- DVD cover
- Directed by: G. Kicha
- Produced by: Shahul Hameed G. Kicha
- Starring: Sathyaraj Goundamani Jayashree Meghna Nair
- Music by: Srikanth Deva
- Production company: Shree Movie Makers
- Release date: 1 February 2008;
- Country: India
- Language: Tamil

= Thangam =

Thangam is a 2008 Indian Tamil-language action drama film directed by Kicha, starring Sathyaraj as a village do-gooder.

==Plot==
Set in a small town near Coimbatore, 'Thangam' portrays tw families headed by Rajendranath and Mahadevan respectively. Thangam (Sathyaraj) is the son of Delhi Kumar and Aaruchami (Shanmugaraj) is the son of Mahadevan. Kaalai (Goundamani) is the uncle of Thangam.

Thangam and his sister Bhagyalakshmi (Jayashree) share a special attachment. The sister finds a suitable girl (Megha Nair) for the brother, who tries hard to arrange her marriage in a grand manner.

The two families turn foes because of the local MLA, who is corrupt.
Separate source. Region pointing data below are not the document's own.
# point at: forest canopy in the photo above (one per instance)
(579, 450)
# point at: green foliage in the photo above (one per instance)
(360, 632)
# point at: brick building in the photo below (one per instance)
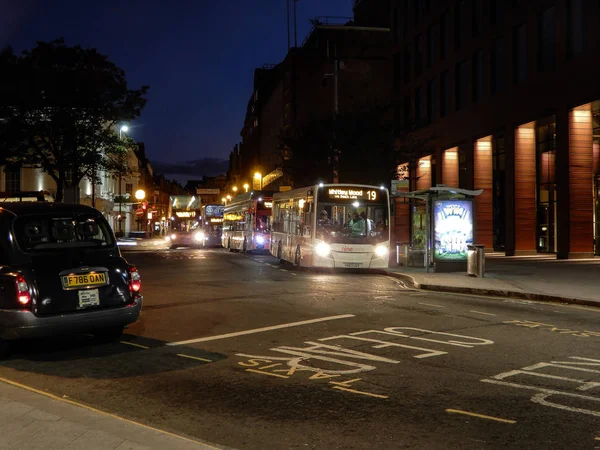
(307, 86)
(509, 91)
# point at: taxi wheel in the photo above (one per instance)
(112, 334)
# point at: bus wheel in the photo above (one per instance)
(297, 257)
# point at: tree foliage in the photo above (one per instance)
(60, 108)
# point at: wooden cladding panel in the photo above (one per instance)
(525, 188)
(450, 167)
(482, 179)
(581, 167)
The MLA wants to get rid of Rajendranath, who commands respect in the constituency. He gets close to Aaruchami, who is jealous of the respect commanded by Thangam and his family.

The story has many twists and turns. Aaruchami, a compulsive womanizer, woo Thangam's sister and makes her pregnant. Thangam, who is mad of his sister, makes Aaruchami marry him. Aaruchami commits a murder but Thangam accepts the responsibility and go to the jail to save Aaruchami, to make the marriage of his sister possible.
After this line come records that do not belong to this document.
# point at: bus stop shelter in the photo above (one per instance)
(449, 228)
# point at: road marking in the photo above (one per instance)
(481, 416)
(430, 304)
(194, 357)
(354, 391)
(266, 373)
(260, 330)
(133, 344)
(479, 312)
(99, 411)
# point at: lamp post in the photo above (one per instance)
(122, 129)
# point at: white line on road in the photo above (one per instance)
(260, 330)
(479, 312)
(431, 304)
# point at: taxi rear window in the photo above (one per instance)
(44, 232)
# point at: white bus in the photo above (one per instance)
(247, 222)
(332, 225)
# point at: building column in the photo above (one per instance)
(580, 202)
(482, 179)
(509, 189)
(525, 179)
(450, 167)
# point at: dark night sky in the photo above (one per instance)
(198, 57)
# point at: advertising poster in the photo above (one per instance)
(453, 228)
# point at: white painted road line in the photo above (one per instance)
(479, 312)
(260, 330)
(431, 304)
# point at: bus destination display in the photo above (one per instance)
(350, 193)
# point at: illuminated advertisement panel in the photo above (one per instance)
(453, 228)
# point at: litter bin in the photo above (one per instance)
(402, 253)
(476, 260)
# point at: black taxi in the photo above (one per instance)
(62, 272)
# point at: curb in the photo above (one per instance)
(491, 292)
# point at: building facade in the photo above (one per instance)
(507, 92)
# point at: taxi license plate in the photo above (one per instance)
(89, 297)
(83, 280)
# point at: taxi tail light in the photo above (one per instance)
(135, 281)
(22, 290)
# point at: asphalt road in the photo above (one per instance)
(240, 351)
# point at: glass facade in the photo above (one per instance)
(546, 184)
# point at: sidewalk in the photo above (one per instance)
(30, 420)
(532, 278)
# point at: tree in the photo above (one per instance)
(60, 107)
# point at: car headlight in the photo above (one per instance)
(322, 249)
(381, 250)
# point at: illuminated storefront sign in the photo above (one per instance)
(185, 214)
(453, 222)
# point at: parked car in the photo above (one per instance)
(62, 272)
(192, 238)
Later, the relationship between the families is affected further with Mahadevan revolts against Rajendranath to make his son Aaruchami as MLA. In the process, he commits a murder and gets punished.
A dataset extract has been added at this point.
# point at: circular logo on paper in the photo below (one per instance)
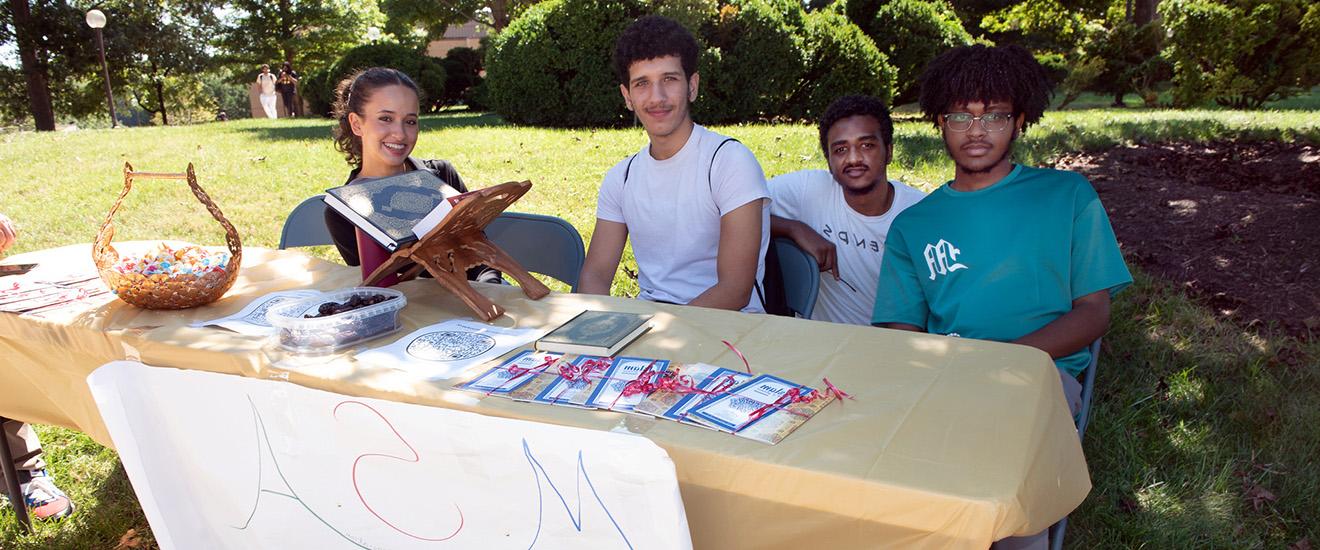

The battle gets worsened. Rajendranath and Bhagyalakshmi are killed. The rest of the story narrates how Thangam avenges for the murders.

==Soundtrack==
Soundtrack was composed by Srikanth Deva, with lyrics written by Yugabharathi.
- "Othakathu" - Karthik, Saindhavi
- "Rathathula" - Manikka Vinayagam
- "Pattukara" - Chinmayi
- "Chinna Chinna" - Senthildas, Surmukhi Raman
- "Solran" - Priyadarshini

==Reception==
Sify wrote "The story is as old as the hills, presentation in mass masala format that works in B & C centers. Kicha makes no bones about it that he is playing to the galleries and uses the tested formula that was a winning factor in the 80's - Annan-Thankachi Pasum (brother-sister sentiments), comedy and action". Anamika of Kalki wrote that although the story has an old flavor, Kicha has tried to mix comedy and action however the big minus is that the script moves in slow motion after the interval.